Both genes and culture appear to have strong effects on our notion of beauty. Symmetry is an important factor that seems to be fairly universal. Mirror symmetry of the face is most important. There may also be a ratio of the length of the nose to the size of the face that is important.
In the West, the “Barbie” figure is a sign of beauty. Beauty is a proxy for health, apparently. Women with the hourglass figure have a lower incidence of infertility and diabetes. However, this preference is not universal, so psychologists think that culture has played a significant role in our preferences, too.
To add to the unfairness, beautiful people are “more intelligent, better adjusted, and more popular.” They also have more success in their careers, and they get more dating experience than others in their age cohort. Attractive people are indeed more successful, so that provides a strong reason for people to be attracted to them.

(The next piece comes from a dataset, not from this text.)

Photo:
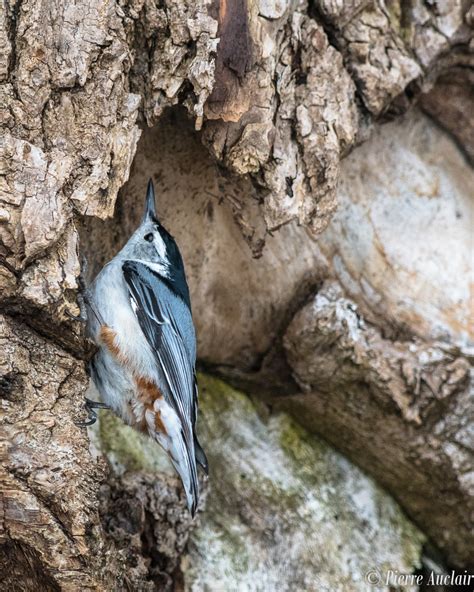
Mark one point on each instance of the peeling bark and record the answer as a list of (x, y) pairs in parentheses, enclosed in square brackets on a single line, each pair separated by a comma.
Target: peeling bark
[(281, 92)]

The preference for symmetry seems to extend to our preferences in our dwellings. Many of our buildings are balanced, right and left. Of course, there are other buildings that sprawl all over the place that are considered beautiful, too. And nature is pretty wild, even when it is placed in a Japanese garden. People love nature.
I think there is a preference for things that lead the eye on interesting journeys. The slope of a hill; the slope of a face; the grain growing in the prairie—the sense of expansiveness, of growth, of life, food, and endlessness—in my opinion, are beautiful to people in general.
Beauty of things humans have built I think is often largely culturally influenced. We find neat neighborhoods to be much preferable to the town dump. We like skyscrapers better than refineries. A park is nicer than a scrap metal operation. Airplanes and boats exhibit a high level of symmetry and they are often considered beautiful.
Proportions seem to matter. We seem to be attracted to things with a fixed set of relative proportions. Music is like this. Although different tonal relationships and different qualities of sound are preferred in different places.
We experience these things intuitively. We don’t stop to measure the ratios or see how symmetrical something or someone is. We think we are making purely aesthetic judgments when we decide what we like, but of course we are influenced by culture and, as it seems, our genes.
I think there’s a feeling we get when we experience something we find personally beautiful. It calms us. It causes us to pause and to look, and maybe even to covet. We find ourselves drawn towards it—to look longer, to appreciate, and perhaps to acquire. I think that the pauses that beauty makes us take are refreshing physically, emotionally and spiritually. We just want to spend time in the presence of beauty, and if we acquire it, we know we can spend much more time with it.
It is this feeling that I think the poets are trying to describe, and the dancers and painters are trying to recapture when they are going for beauty. Poetry even provides symmetry. It uses rhyme and meter to create symmetry. Of course, artists of whatever kind are not always going for beauty. They have other things to say, as well.
I think that some arts, like dance and music and art and architecture have an easier time of giving us the beautiful experience than writing does. We experience beauty in a non-verbal way, for the most part. It is visceral. It moves something indescribable inside us. It’s a feeling that, like a color, can not be described.
That doesn’t stop those who wield the keyboard. Writers are constantly trying to capture that ineffable experience in words. Rarely do they succeed.
For us, the amateurs at words, it is even more difficult. We know it when we see it. But can we tell each other what it is? Not bloody likely.